Bruxelles, 2024-XX-XX. La Bulgarie pourrait recevoir un nouveau versement important du plan de relance européen, mais un point de blocage subsiste concernant la lutte contre la corruption. Le gouvernement s’attend à des fonds substantiels tout en gérant les critiques politiques.
- La Commission européenne reconnaît que la Bulgarie a rempli 58 des 59 objectifs pour le deuxième versement du Plan de reprise et de durabilité (PRD), permettant le déblocage de 440 millions d’euros.
- Un seul objectif reste à satisfaire : la mise en place d’une commission de lutte contre la corruption jugée indépendante par Bruxelles.
- Le pays a simultanément demandé un troisième paiement de 1,6 milliard d’euros, qui pourrait impacter positivement le déficit budgétaire s’il est validé d’ici fin décembre.
La Bulgarie devrait bientôt recevoir une part significative du deuxième versement de son Plan de reprise et de durabilité (PRD), un programme financé par l’Union européenne. Sur les 59 objectifs fixés, 58 ont été validés par la Commission européenne, ouvrant la voie au déblocage de 440 millions d’euros. Cette confirmation provient du vice-Premier ministre Tomislav Donchev, qui s’est exprimé auprès du Conseil des ministres.
Cependant, un obstacle majeur subsiste : la création d’une commission de lutte contre la corruption efficace et indépendante. La Commission européenne juge que la décision récente de la Cour constitutionnelle, permettant l’élection de ses membres à la majorité simple et non aux deux tiers, ne garantit pas cette indépendance politique.
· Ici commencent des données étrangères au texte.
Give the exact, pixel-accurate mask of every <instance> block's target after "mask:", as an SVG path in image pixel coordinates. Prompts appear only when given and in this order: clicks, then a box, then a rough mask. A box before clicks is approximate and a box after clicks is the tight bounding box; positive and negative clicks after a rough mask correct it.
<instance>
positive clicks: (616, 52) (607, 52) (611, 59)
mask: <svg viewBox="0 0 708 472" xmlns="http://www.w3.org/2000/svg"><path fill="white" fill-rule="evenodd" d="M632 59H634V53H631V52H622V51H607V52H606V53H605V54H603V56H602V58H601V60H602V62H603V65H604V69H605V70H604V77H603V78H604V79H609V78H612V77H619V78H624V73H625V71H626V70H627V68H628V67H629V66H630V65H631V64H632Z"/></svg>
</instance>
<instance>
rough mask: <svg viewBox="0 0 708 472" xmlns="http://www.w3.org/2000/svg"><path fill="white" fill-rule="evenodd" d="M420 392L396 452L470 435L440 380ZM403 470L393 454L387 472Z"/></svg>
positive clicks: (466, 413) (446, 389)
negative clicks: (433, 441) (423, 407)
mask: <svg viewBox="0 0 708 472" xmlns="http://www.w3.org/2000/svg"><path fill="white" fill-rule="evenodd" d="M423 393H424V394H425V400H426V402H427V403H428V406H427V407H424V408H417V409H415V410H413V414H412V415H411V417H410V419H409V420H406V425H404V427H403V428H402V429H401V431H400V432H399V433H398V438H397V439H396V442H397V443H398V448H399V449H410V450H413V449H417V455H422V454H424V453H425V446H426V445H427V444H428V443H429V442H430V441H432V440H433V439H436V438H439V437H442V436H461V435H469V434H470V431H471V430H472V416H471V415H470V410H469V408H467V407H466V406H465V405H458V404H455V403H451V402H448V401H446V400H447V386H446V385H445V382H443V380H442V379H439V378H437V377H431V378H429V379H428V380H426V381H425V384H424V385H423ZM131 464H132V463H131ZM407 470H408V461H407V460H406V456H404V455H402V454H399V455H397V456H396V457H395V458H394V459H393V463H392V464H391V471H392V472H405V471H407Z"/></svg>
Pour résoudre ce point, la Bulgarie dispose d’un délai de six mois pour revoir la structure, le mode de fonctionnement et les modalités de nomination de cette commission (abrégée en PCC).
Cette tâche s’annonce complexe pour le gouvernement. D’une part, il devra négocier une solution acceptable avec la Commission européenne. D’autre part, il lui faudra trouver une majorité stable au sein du Parlement. Le vice-Premier ministre a souligné que plusieurs partis politiques considèrent cette commission comme un outil de répression politique et avaient même proposé sa suppression. En cas d’échec dans la satisfaction de cet engagement, la Bulgarie risque de perdre une tranche finale de 200 millions d’euros.
Cette annonce a contrasté avec des déclarations antérieures du vice-Premier ministre Tomislav Donchev, qui avait affirmé quelques jours plus tôt qu’il n’y avait aucun risque de voir l’intégralité du plan de relance gelé. Ces propos faisaient suite à une lettre adressée par des députés libéraux, membres de la même famille politique que le parti « Nous continuons le changement », demandant à la Commission européenne de suspendre le deuxième paiement en raison d’objectifs non remplis. Dans son commentaire récent, M. Donchev a laissé entendre que le rapport de la Commission aurait des conséquences.
Sur le front des finances publiques, la Bulgarie a également déposé sa demande pour un troisième paiement, réalisant les 70 objectifs requis pour débloquer la somme de 1,6 milliard d’euros. Si cette demande est validée dans l’année en cours, cette injection de fonds aura un impact positif significatif sur le budget. En août, une part importante du déficit budgétaire accumulé provenait justement des dépenses liées aux fonds européens, qui dépassaient les montants reçus, engendrant un déficit de 1,8 milliard de levs bulgares (environ 920 millions d’euros).
Le ministre des Finances, Temenuzhka Petkova, a précisé que le premier paiement, d’un montant de 1,8 milliard d’euros, a déjà été versé. Un demi-milliard supplémentaire a été mobilisé depuis le budget national. Les 200 millions d’euros du deuxième paiement, s’ils sont reçus, n’affecteront pas le déficit budgétaire. Si tout se déroule comme prévu, la Bulgarie pourrait ainsi compter sur un total de 2 milliards d’euros du PRD sur l’année budgétaire en cours, a conclu M. Donchev.